The four puzzle types are all combinatorial optimization/constraint satisfaction problems, which might not fully represent all reasoning types (e.g., causal reasoning, analogical reasoning).
The "forbid programming" instruction relies on model instruction following; in practice, models might still implicitly leverage algorithms in their memory.
Training transfer experiments were only validated on a 7B model; the effect on larger/smaller models remains unknown.
Converting textual clues to code for logical grid puzzles relies on GPT-4o's one-shot translation + manual verification, limiting scalability.
Performance-stratified analysis for puzzles of different difficulties (e.g., different board sizes, different graph densities) is not discussed.

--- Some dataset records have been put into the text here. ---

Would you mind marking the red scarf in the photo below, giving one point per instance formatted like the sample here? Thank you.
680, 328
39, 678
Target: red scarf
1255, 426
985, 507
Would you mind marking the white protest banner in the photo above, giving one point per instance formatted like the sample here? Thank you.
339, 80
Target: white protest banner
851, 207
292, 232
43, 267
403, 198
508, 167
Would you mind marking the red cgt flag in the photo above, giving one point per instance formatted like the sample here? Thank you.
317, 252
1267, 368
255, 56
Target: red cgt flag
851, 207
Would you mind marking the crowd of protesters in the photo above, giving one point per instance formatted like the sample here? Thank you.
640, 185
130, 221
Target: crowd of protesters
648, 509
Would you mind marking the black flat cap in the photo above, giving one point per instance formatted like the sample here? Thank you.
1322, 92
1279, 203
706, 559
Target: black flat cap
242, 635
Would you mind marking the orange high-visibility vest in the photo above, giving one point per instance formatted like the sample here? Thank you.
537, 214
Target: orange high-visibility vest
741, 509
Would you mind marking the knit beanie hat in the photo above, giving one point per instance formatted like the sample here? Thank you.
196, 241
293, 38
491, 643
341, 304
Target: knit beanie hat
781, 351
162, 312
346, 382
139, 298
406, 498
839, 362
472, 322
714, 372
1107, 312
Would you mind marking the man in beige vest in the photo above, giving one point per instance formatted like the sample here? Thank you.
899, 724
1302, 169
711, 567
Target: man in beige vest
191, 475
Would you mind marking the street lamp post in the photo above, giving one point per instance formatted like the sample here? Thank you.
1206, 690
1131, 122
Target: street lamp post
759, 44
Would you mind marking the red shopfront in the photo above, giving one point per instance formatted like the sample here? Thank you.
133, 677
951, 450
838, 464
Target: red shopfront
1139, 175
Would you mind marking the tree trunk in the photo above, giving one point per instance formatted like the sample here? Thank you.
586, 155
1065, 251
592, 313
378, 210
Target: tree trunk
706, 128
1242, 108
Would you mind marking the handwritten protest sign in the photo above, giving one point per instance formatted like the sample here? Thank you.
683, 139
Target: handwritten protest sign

Reasoning Benchmarks: GSM8K (Cobbe et al., 2021), MATH (Hendrycks et al., 2021), HumanEval (Chen et al., 2021)
Reasoning Models: OpenAI o1 (2024), DeepSeek-R1 (2025), Gemini-2.0-Flash-Thinking (Google, 2024)
Process Reward / Intermediate Step Evaluation: PRM (Lightman et al., 2024)
LLM + Search: Tree-of-Thoughts (Yao et al., 2023)

Rating¶

⭐⭐⭐⭐⭐ (5/5)

This is an outstanding benchmark construction work. The problem definition is clear (from the final answer to the intermediate process), the vehicle choice is ingenious (atomically verifiable nature of logical puzzles), the experimental findings are profound (revealing models' over-optimism and error-correction deficiencies), and the training transfer experiments provide strong evidence that 'puzzle training improves reasoning'. It has significant reference value for understanding and enhancing LLM reasoning capabilities.